My first love is Track & Field, or as the world mostly calls them “Athletics.” I saw what cheating with drugs did to marginalize that sport and I wanted to do my utmost to make sure the same thing wouldn’t happen with horse racing.
Usually people are either good at buying horses or at breeding them, yet you have had success with both.
I have always had a great interest in both of the disciplines. Based on my own experiences, I think the game is mostly about trial and error, making mistakes and having the ability to correct them. As for luck, if it isn’t on your side, you are screwed! I have benefited greatly by having good luck, but I also have had some of the worst luck ever. I think if you’ve owned as many horses as I have, this is part of the endeavor.
The Ipi Tombe story is chronicled in your book. How is she doing?
We sold Ipi Tombe at Tattersalls in foal to Sadler’s Wells after she was finished racing. Her best foal unfortunately never raced. This was a Medaglia d’Oro filly that was injured before she could show her talent. She was potentially a monster. The mare is ready to visit Fast Anna, a new young stallion that was extremely speedy.
What makes South Africa attractive to you as a racing / breeding jurisdiction?
I like the way the stock is raised and I like the diversity of the stallions. A young horse has a chance to prove himself in South Africa. South Africa reminds me a lot of California, in that the environment plays just as big a part in the development of an athlete as pedigree.
Horses in South Africa continually outrun their pedigrees.
One thing I do not like and I cautioned against when I spoke at Mick Goss’ Stallion Day several years ago is the increasing influence of veterinarians both at racing and farm level. Horses’ limbs are not regularly being manipulated and by and large I am against trying to trick Mother Nature. Commercialism is the enemy of developing good racehorses and the emergence of the new sales company is a worrisome feature of the current landscape.

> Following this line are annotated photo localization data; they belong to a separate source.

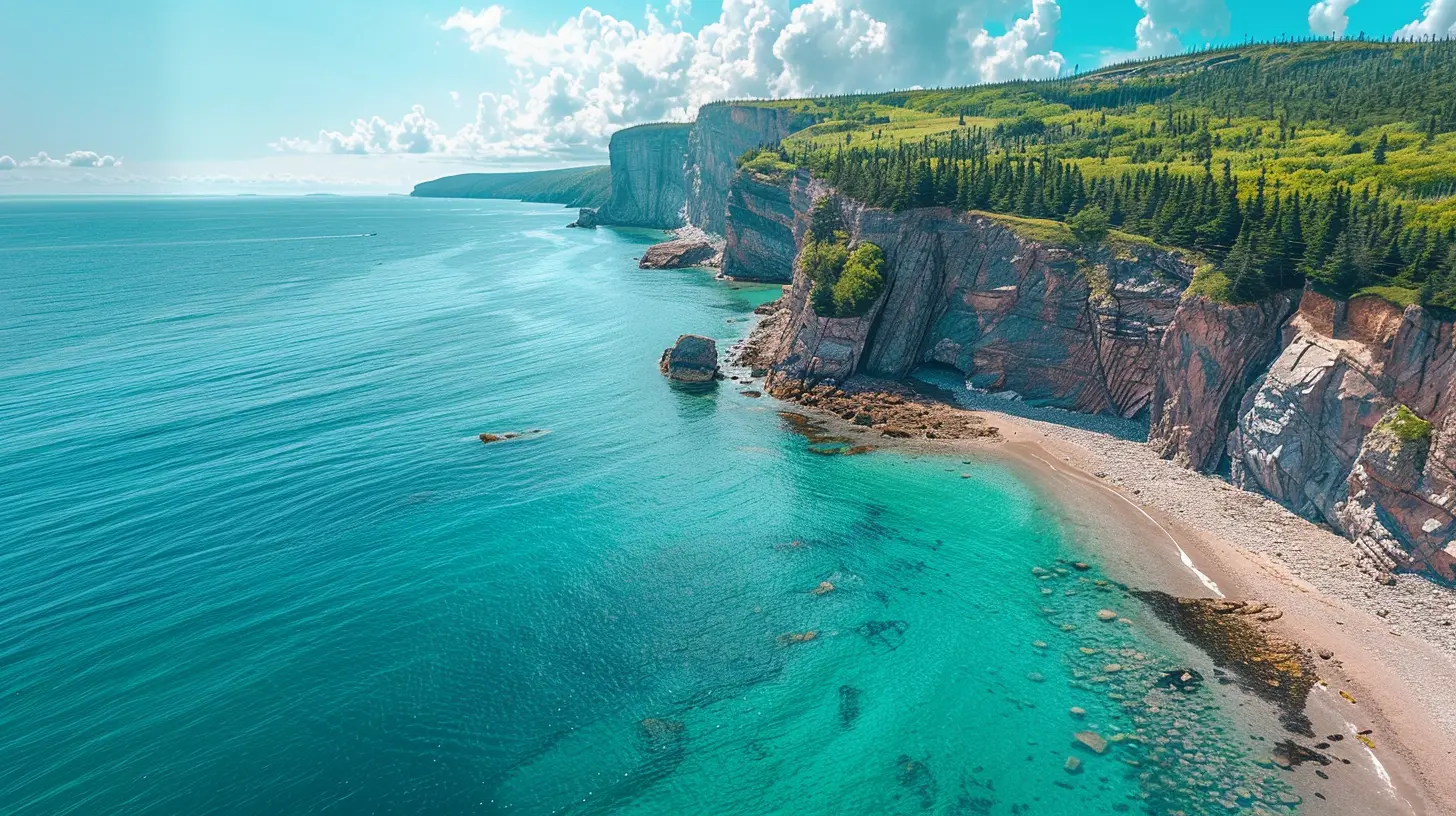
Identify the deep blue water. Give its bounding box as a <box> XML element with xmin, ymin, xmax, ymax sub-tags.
<box><xmin>0</xmin><ymin>197</ymin><xmax>1297</xmax><ymax>815</ymax></box>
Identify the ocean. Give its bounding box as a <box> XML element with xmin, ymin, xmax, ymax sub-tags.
<box><xmin>1</xmin><ymin>197</ymin><xmax>1299</xmax><ymax>814</ymax></box>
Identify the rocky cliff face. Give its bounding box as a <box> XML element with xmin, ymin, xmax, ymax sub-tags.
<box><xmin>764</xmin><ymin>181</ymin><xmax>1201</xmax><ymax>422</ymax></box>
<box><xmin>1148</xmin><ymin>294</ymin><xmax>1298</xmax><ymax>472</ymax></box>
<box><xmin>721</xmin><ymin>170</ymin><xmax>797</xmax><ymax>282</ymax></box>
<box><xmin>599</xmin><ymin>124</ymin><xmax>691</xmax><ymax>229</ymax></box>
<box><xmin>754</xmin><ymin>177</ymin><xmax>1456</xmax><ymax>584</ymax></box>
<box><xmin>684</xmin><ymin>105</ymin><xmax>799</xmax><ymax>235</ymax></box>
<box><xmin>1228</xmin><ymin>292</ymin><xmax>1456</xmax><ymax>582</ymax></box>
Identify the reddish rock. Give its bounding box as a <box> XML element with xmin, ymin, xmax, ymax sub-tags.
<box><xmin>1148</xmin><ymin>291</ymin><xmax>1297</xmax><ymax>472</ymax></box>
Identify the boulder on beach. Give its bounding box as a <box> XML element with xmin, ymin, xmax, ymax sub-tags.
<box><xmin>659</xmin><ymin>334</ymin><xmax>720</xmax><ymax>383</ymax></box>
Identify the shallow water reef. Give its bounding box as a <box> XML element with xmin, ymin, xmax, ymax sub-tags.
<box><xmin>1132</xmin><ymin>592</ymin><xmax>1319</xmax><ymax>736</ymax></box>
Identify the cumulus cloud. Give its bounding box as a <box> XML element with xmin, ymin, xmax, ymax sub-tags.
<box><xmin>272</xmin><ymin>105</ymin><xmax>450</xmax><ymax>155</ymax></box>
<box><xmin>1309</xmin><ymin>0</ymin><xmax>1359</xmax><ymax>38</ymax></box>
<box><xmin>8</xmin><ymin>150</ymin><xmax>122</xmax><ymax>168</ymax></box>
<box><xmin>280</xmin><ymin>1</ymin><xmax>1065</xmax><ymax>160</ymax></box>
<box><xmin>59</xmin><ymin>150</ymin><xmax>122</xmax><ymax>168</ymax></box>
<box><xmin>1132</xmin><ymin>0</ymin><xmax>1230</xmax><ymax>57</ymax></box>
<box><xmin>1397</xmin><ymin>0</ymin><xmax>1456</xmax><ymax>39</ymax></box>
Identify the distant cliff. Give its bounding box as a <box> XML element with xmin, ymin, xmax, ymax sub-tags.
<box><xmin>597</xmin><ymin>124</ymin><xmax>691</xmax><ymax>229</ymax></box>
<box><xmin>410</xmin><ymin>166</ymin><xmax>610</xmax><ymax>207</ymax></box>
<box><xmin>410</xmin><ymin>108</ymin><xmax>797</xmax><ymax>237</ymax></box>
<box><xmin>684</xmin><ymin>105</ymin><xmax>800</xmax><ymax>235</ymax></box>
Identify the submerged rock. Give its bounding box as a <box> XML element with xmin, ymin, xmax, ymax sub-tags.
<box><xmin>838</xmin><ymin>685</ymin><xmax>862</xmax><ymax>728</ymax></box>
<box><xmin>480</xmin><ymin>429</ymin><xmax>549</xmax><ymax>445</ymax></box>
<box><xmin>1073</xmin><ymin>731</ymin><xmax>1108</xmax><ymax>754</ymax></box>
<box><xmin>776</xmin><ymin>631</ymin><xmax>818</xmax><ymax>646</ymax></box>
<box><xmin>1134</xmin><ymin>592</ymin><xmax>1319</xmax><ymax>735</ymax></box>
<box><xmin>659</xmin><ymin>335</ymin><xmax>720</xmax><ymax>383</ymax></box>
<box><xmin>637</xmin><ymin>717</ymin><xmax>684</xmax><ymax>743</ymax></box>
<box><xmin>1156</xmin><ymin>668</ymin><xmax>1204</xmax><ymax>692</ymax></box>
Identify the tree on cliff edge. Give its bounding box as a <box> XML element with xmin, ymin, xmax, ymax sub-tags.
<box><xmin>1068</xmin><ymin>205</ymin><xmax>1109</xmax><ymax>245</ymax></box>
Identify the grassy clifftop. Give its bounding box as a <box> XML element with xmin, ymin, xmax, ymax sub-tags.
<box><xmin>410</xmin><ymin>165</ymin><xmax>611</xmax><ymax>208</ymax></box>
<box><xmin>734</xmin><ymin>40</ymin><xmax>1456</xmax><ymax>307</ymax></box>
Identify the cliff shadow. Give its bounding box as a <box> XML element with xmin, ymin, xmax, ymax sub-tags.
<box><xmin>908</xmin><ymin>364</ymin><xmax>1150</xmax><ymax>443</ymax></box>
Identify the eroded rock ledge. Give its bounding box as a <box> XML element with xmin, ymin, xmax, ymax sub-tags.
<box><xmin>639</xmin><ymin>227</ymin><xmax>724</xmax><ymax>270</ymax></box>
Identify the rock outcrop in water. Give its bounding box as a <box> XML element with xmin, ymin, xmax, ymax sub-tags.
<box><xmin>639</xmin><ymin>229</ymin><xmax>723</xmax><ymax>270</ymax></box>
<box><xmin>659</xmin><ymin>335</ymin><xmax>720</xmax><ymax>383</ymax></box>
<box><xmin>568</xmin><ymin>208</ymin><xmax>599</xmax><ymax>229</ymax></box>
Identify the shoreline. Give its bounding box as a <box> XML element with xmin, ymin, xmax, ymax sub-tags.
<box><xmin>750</xmin><ymin>378</ymin><xmax>1456</xmax><ymax>814</ymax></box>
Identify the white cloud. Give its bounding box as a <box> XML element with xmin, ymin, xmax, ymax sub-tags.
<box><xmin>279</xmin><ymin>1</ymin><xmax>1065</xmax><ymax>160</ymax></box>
<box><xmin>1132</xmin><ymin>0</ymin><xmax>1230</xmax><ymax>57</ymax></box>
<box><xmin>1309</xmin><ymin>0</ymin><xmax>1359</xmax><ymax>38</ymax></box>
<box><xmin>59</xmin><ymin>150</ymin><xmax>122</xmax><ymax>168</ymax></box>
<box><xmin>9</xmin><ymin>150</ymin><xmax>122</xmax><ymax>168</ymax></box>
<box><xmin>1397</xmin><ymin>0</ymin><xmax>1456</xmax><ymax>39</ymax></box>
<box><xmin>272</xmin><ymin>105</ymin><xmax>450</xmax><ymax>155</ymax></box>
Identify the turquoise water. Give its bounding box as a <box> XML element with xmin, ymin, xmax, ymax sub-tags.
<box><xmin>1</xmin><ymin>198</ymin><xmax>1295</xmax><ymax>814</ymax></box>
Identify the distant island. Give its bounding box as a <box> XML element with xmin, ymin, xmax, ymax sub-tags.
<box><xmin>410</xmin><ymin>165</ymin><xmax>609</xmax><ymax>208</ymax></box>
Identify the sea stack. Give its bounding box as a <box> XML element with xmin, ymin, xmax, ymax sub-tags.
<box><xmin>568</xmin><ymin>207</ymin><xmax>599</xmax><ymax>229</ymax></box>
<box><xmin>659</xmin><ymin>335</ymin><xmax>719</xmax><ymax>383</ymax></box>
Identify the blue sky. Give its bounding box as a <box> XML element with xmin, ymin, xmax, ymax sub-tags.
<box><xmin>0</xmin><ymin>0</ymin><xmax>1445</xmax><ymax>194</ymax></box>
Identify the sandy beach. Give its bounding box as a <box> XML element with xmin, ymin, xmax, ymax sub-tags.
<box><xmin>754</xmin><ymin>381</ymin><xmax>1456</xmax><ymax>815</ymax></box>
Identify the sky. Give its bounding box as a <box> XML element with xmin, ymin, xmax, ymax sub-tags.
<box><xmin>2</xmin><ymin>0</ymin><xmax>1451</xmax><ymax>195</ymax></box>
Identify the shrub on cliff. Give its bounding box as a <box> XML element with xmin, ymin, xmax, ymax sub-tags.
<box><xmin>1377</xmin><ymin>405</ymin><xmax>1433</xmax><ymax>443</ymax></box>
<box><xmin>810</xmin><ymin>197</ymin><xmax>846</xmax><ymax>242</ymax></box>
<box><xmin>1068</xmin><ymin>205</ymin><xmax>1109</xmax><ymax>245</ymax></box>
<box><xmin>801</xmin><ymin>237</ymin><xmax>849</xmax><ymax>285</ymax></box>
<box><xmin>801</xmin><ymin>236</ymin><xmax>885</xmax><ymax>318</ymax></box>
<box><xmin>831</xmin><ymin>244</ymin><xmax>886</xmax><ymax>317</ymax></box>
<box><xmin>738</xmin><ymin>147</ymin><xmax>795</xmax><ymax>177</ymax></box>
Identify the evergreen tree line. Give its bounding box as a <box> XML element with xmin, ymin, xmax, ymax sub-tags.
<box><xmin>788</xmin><ymin>138</ymin><xmax>1456</xmax><ymax>306</ymax></box>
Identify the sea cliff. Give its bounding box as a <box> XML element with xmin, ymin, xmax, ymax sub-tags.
<box><xmin>684</xmin><ymin>105</ymin><xmax>801</xmax><ymax>235</ymax></box>
<box><xmin>597</xmin><ymin>124</ymin><xmax>691</xmax><ymax>229</ymax></box>
<box><xmin>734</xmin><ymin>168</ymin><xmax>1456</xmax><ymax>585</ymax></box>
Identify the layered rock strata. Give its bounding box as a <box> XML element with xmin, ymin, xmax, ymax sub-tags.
<box><xmin>762</xmin><ymin>177</ymin><xmax>1205</xmax><ymax>424</ymax></box>
<box><xmin>598</xmin><ymin>124</ymin><xmax>691</xmax><ymax>229</ymax></box>
<box><xmin>1229</xmin><ymin>292</ymin><xmax>1456</xmax><ymax>581</ymax></box>
<box><xmin>721</xmin><ymin>170</ymin><xmax>797</xmax><ymax>282</ymax></box>
<box><xmin>684</xmin><ymin>105</ymin><xmax>802</xmax><ymax>234</ymax></box>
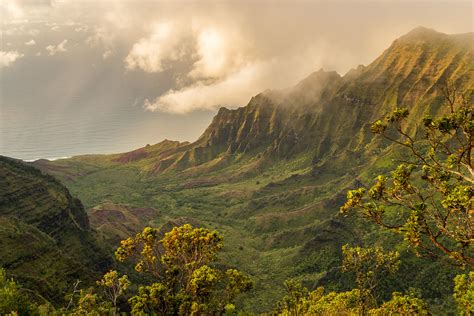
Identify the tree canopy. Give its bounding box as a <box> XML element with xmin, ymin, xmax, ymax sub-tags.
<box><xmin>116</xmin><ymin>224</ymin><xmax>253</xmax><ymax>314</ymax></box>
<box><xmin>342</xmin><ymin>84</ymin><xmax>473</xmax><ymax>267</ymax></box>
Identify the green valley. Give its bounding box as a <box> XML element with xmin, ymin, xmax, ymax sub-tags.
<box><xmin>1</xmin><ymin>27</ymin><xmax>472</xmax><ymax>314</ymax></box>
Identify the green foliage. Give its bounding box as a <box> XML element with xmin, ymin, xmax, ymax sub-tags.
<box><xmin>273</xmin><ymin>246</ymin><xmax>406</xmax><ymax>315</ymax></box>
<box><xmin>369</xmin><ymin>290</ymin><xmax>428</xmax><ymax>315</ymax></box>
<box><xmin>161</xmin><ymin>224</ymin><xmax>224</xmax><ymax>277</ymax></box>
<box><xmin>128</xmin><ymin>282</ymin><xmax>169</xmax><ymax>315</ymax></box>
<box><xmin>116</xmin><ymin>224</ymin><xmax>253</xmax><ymax>314</ymax></box>
<box><xmin>116</xmin><ymin>224</ymin><xmax>224</xmax><ymax>279</ymax></box>
<box><xmin>341</xmin><ymin>245</ymin><xmax>400</xmax><ymax>313</ymax></box>
<box><xmin>275</xmin><ymin>279</ymin><xmax>309</xmax><ymax>314</ymax></box>
<box><xmin>273</xmin><ymin>281</ymin><xmax>429</xmax><ymax>316</ymax></box>
<box><xmin>73</xmin><ymin>289</ymin><xmax>104</xmax><ymax>315</ymax></box>
<box><xmin>54</xmin><ymin>278</ymin><xmax>123</xmax><ymax>315</ymax></box>
<box><xmin>96</xmin><ymin>270</ymin><xmax>130</xmax><ymax>308</ymax></box>
<box><xmin>189</xmin><ymin>265</ymin><xmax>219</xmax><ymax>298</ymax></box>
<box><xmin>225</xmin><ymin>268</ymin><xmax>254</xmax><ymax>301</ymax></box>
<box><xmin>66</xmin><ymin>288</ymin><xmax>115</xmax><ymax>315</ymax></box>
<box><xmin>0</xmin><ymin>268</ymin><xmax>32</xmax><ymax>315</ymax></box>
<box><xmin>342</xmin><ymin>86</ymin><xmax>473</xmax><ymax>267</ymax></box>
<box><xmin>273</xmin><ymin>282</ymin><xmax>360</xmax><ymax>316</ymax></box>
<box><xmin>19</xmin><ymin>225</ymin><xmax>251</xmax><ymax>314</ymax></box>
<box><xmin>307</xmin><ymin>288</ymin><xmax>360</xmax><ymax>315</ymax></box>
<box><xmin>453</xmin><ymin>272</ymin><xmax>474</xmax><ymax>315</ymax></box>
<box><xmin>0</xmin><ymin>157</ymin><xmax>110</xmax><ymax>305</ymax></box>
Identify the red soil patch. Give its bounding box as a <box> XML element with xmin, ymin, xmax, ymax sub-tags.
<box><xmin>113</xmin><ymin>148</ymin><xmax>149</xmax><ymax>163</ymax></box>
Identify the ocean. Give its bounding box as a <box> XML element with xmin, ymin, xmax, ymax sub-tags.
<box><xmin>0</xmin><ymin>101</ymin><xmax>214</xmax><ymax>161</ymax></box>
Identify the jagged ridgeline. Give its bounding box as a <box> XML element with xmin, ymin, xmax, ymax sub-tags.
<box><xmin>28</xmin><ymin>27</ymin><xmax>473</xmax><ymax>311</ymax></box>
<box><xmin>39</xmin><ymin>27</ymin><xmax>472</xmax><ymax>177</ymax></box>
<box><xmin>185</xmin><ymin>27</ymin><xmax>470</xmax><ymax>172</ymax></box>
<box><xmin>0</xmin><ymin>156</ymin><xmax>110</xmax><ymax>304</ymax></box>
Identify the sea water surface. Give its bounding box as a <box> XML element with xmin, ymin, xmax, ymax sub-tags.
<box><xmin>0</xmin><ymin>101</ymin><xmax>214</xmax><ymax>161</ymax></box>
<box><xmin>0</xmin><ymin>46</ymin><xmax>215</xmax><ymax>161</ymax></box>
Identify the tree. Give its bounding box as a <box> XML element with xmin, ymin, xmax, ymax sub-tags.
<box><xmin>453</xmin><ymin>272</ymin><xmax>474</xmax><ymax>315</ymax></box>
<box><xmin>115</xmin><ymin>224</ymin><xmax>223</xmax><ymax>280</ymax></box>
<box><xmin>273</xmin><ymin>282</ymin><xmax>359</xmax><ymax>316</ymax></box>
<box><xmin>275</xmin><ymin>279</ymin><xmax>309</xmax><ymax>315</ymax></box>
<box><xmin>369</xmin><ymin>290</ymin><xmax>428</xmax><ymax>315</ymax></box>
<box><xmin>72</xmin><ymin>289</ymin><xmax>103</xmax><ymax>315</ymax></box>
<box><xmin>306</xmin><ymin>288</ymin><xmax>360</xmax><ymax>315</ymax></box>
<box><xmin>341</xmin><ymin>245</ymin><xmax>400</xmax><ymax>314</ymax></box>
<box><xmin>272</xmin><ymin>245</ymin><xmax>404</xmax><ymax>316</ymax></box>
<box><xmin>272</xmin><ymin>283</ymin><xmax>429</xmax><ymax>315</ymax></box>
<box><xmin>341</xmin><ymin>84</ymin><xmax>473</xmax><ymax>267</ymax></box>
<box><xmin>61</xmin><ymin>281</ymin><xmax>122</xmax><ymax>315</ymax></box>
<box><xmin>96</xmin><ymin>270</ymin><xmax>130</xmax><ymax>309</ymax></box>
<box><xmin>0</xmin><ymin>269</ymin><xmax>32</xmax><ymax>315</ymax></box>
<box><xmin>115</xmin><ymin>224</ymin><xmax>253</xmax><ymax>314</ymax></box>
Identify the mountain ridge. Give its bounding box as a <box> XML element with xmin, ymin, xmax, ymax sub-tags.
<box><xmin>90</xmin><ymin>27</ymin><xmax>473</xmax><ymax>175</ymax></box>
<box><xmin>28</xmin><ymin>27</ymin><xmax>472</xmax><ymax>311</ymax></box>
<box><xmin>0</xmin><ymin>156</ymin><xmax>111</xmax><ymax>304</ymax></box>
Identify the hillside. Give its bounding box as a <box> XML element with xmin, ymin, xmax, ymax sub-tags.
<box><xmin>33</xmin><ymin>27</ymin><xmax>472</xmax><ymax>312</ymax></box>
<box><xmin>0</xmin><ymin>156</ymin><xmax>110</xmax><ymax>304</ymax></box>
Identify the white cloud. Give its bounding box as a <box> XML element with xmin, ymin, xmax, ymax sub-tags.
<box><xmin>46</xmin><ymin>39</ymin><xmax>67</xmax><ymax>55</ymax></box>
<box><xmin>143</xmin><ymin>58</ymin><xmax>307</xmax><ymax>114</ymax></box>
<box><xmin>130</xmin><ymin>16</ymin><xmax>327</xmax><ymax>114</ymax></box>
<box><xmin>188</xmin><ymin>26</ymin><xmax>246</xmax><ymax>80</ymax></box>
<box><xmin>123</xmin><ymin>12</ymin><xmax>349</xmax><ymax>114</ymax></box>
<box><xmin>0</xmin><ymin>51</ymin><xmax>23</xmax><ymax>68</ymax></box>
<box><xmin>86</xmin><ymin>26</ymin><xmax>113</xmax><ymax>48</ymax></box>
<box><xmin>74</xmin><ymin>26</ymin><xmax>87</xmax><ymax>32</ymax></box>
<box><xmin>124</xmin><ymin>22</ymin><xmax>188</xmax><ymax>73</ymax></box>
<box><xmin>144</xmin><ymin>65</ymin><xmax>258</xmax><ymax>113</ymax></box>
<box><xmin>4</xmin><ymin>0</ymin><xmax>471</xmax><ymax>116</ymax></box>
<box><xmin>1</xmin><ymin>0</ymin><xmax>24</xmax><ymax>19</ymax></box>
<box><xmin>141</xmin><ymin>25</ymin><xmax>336</xmax><ymax>114</ymax></box>
<box><xmin>102</xmin><ymin>50</ymin><xmax>112</xmax><ymax>59</ymax></box>
<box><xmin>124</xmin><ymin>20</ymin><xmax>247</xmax><ymax>79</ymax></box>
<box><xmin>25</xmin><ymin>39</ymin><xmax>36</xmax><ymax>46</ymax></box>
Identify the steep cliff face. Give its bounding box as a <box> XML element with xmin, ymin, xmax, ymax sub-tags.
<box><xmin>0</xmin><ymin>156</ymin><xmax>110</xmax><ymax>303</ymax></box>
<box><xmin>154</xmin><ymin>28</ymin><xmax>473</xmax><ymax>173</ymax></box>
<box><xmin>1</xmin><ymin>157</ymin><xmax>90</xmax><ymax>235</ymax></box>
<box><xmin>143</xmin><ymin>69</ymin><xmax>345</xmax><ymax>173</ymax></box>
<box><xmin>339</xmin><ymin>27</ymin><xmax>473</xmax><ymax>121</ymax></box>
<box><xmin>194</xmin><ymin>69</ymin><xmax>343</xmax><ymax>158</ymax></box>
<box><xmin>65</xmin><ymin>28</ymin><xmax>471</xmax><ymax>176</ymax></box>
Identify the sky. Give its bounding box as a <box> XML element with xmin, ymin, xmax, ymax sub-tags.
<box><xmin>0</xmin><ymin>0</ymin><xmax>473</xmax><ymax>160</ymax></box>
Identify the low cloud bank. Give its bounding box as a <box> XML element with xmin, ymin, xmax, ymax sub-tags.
<box><xmin>0</xmin><ymin>50</ymin><xmax>23</xmax><ymax>68</ymax></box>
<box><xmin>46</xmin><ymin>39</ymin><xmax>67</xmax><ymax>55</ymax></box>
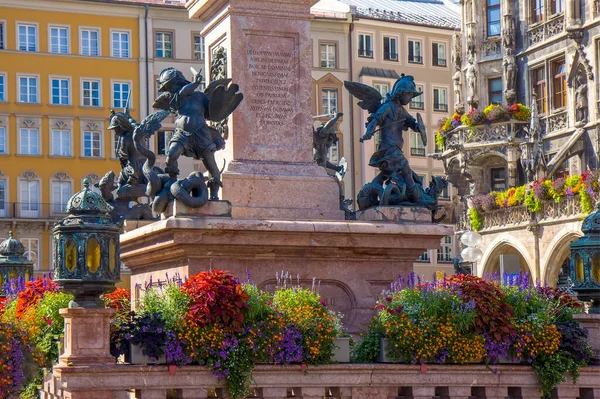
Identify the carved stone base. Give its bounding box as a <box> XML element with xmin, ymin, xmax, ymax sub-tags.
<box><xmin>357</xmin><ymin>206</ymin><xmax>431</xmax><ymax>223</ymax></box>
<box><xmin>59</xmin><ymin>308</ymin><xmax>115</xmax><ymax>366</ymax></box>
<box><xmin>120</xmin><ymin>217</ymin><xmax>452</xmax><ymax>334</ymax></box>
<box><xmin>162</xmin><ymin>200</ymin><xmax>232</xmax><ymax>219</ymax></box>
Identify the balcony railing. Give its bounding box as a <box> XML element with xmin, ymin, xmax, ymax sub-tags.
<box><xmin>434</xmin><ymin>103</ymin><xmax>448</xmax><ymax>112</ymax></box>
<box><xmin>383</xmin><ymin>52</ymin><xmax>398</xmax><ymax>61</ymax></box>
<box><xmin>528</xmin><ymin>13</ymin><xmax>565</xmax><ymax>46</ymax></box>
<box><xmin>408</xmin><ymin>55</ymin><xmax>423</xmax><ymax>64</ymax></box>
<box><xmin>358</xmin><ymin>49</ymin><xmax>373</xmax><ymax>58</ymax></box>
<box><xmin>433</xmin><ymin>59</ymin><xmax>447</xmax><ymax>67</ymax></box>
<box><xmin>480</xmin><ymin>205</ymin><xmax>530</xmax><ymax>230</ymax></box>
<box><xmin>544</xmin><ymin>110</ymin><xmax>568</xmax><ymax>134</ymax></box>
<box><xmin>442</xmin><ymin>121</ymin><xmax>530</xmax><ymax>152</ymax></box>
<box><xmin>410</xmin><ymin>147</ymin><xmax>426</xmax><ymax>156</ymax></box>
<box><xmin>0</xmin><ymin>202</ymin><xmax>69</xmax><ymax>219</ymax></box>
<box><xmin>540</xmin><ymin>196</ymin><xmax>583</xmax><ymax>221</ymax></box>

You bred and then purchased Animal Kingdom.
We knew Animal Kingdom was special before he made his first start. But not until he reappeared in the early winter of his 3-year-old season, when he had a phenomenal growth spurt at the very end of his season at 2 did we realize what a true monster we had on our hands. He went from being a lean racing prospect to the Incredible Hulk in a matter of a few weeks.
Is it possible to put into words the satisfaction of breeding, owning and producing a (clean) Kentucky Derby winner and stud stallion?
Not really, but one thing that I will say is that it is meaningful to me that Animal Kingdom is the result of a few of my eclectic initiatives with stock that was imported to America. I have always created on a large canvass, I love international racing and bloodstock, and there is no more internationalist than AK.
How is he doing at stud?
Most stallions are popular when they enter stud and experience declines in book size and stud fee until their first foals race. He has been just the opposite. His popularity rests squarely on the obvious quality of his foals. They are impressive. My team has gathered some exciting broodmares from around the globe and we bred 18 mares to him last year. We have several Grade 1 winners and producers that have visited him in his initial three seasons at stud, both in the U.S. and OZ. We are very, very hopeful.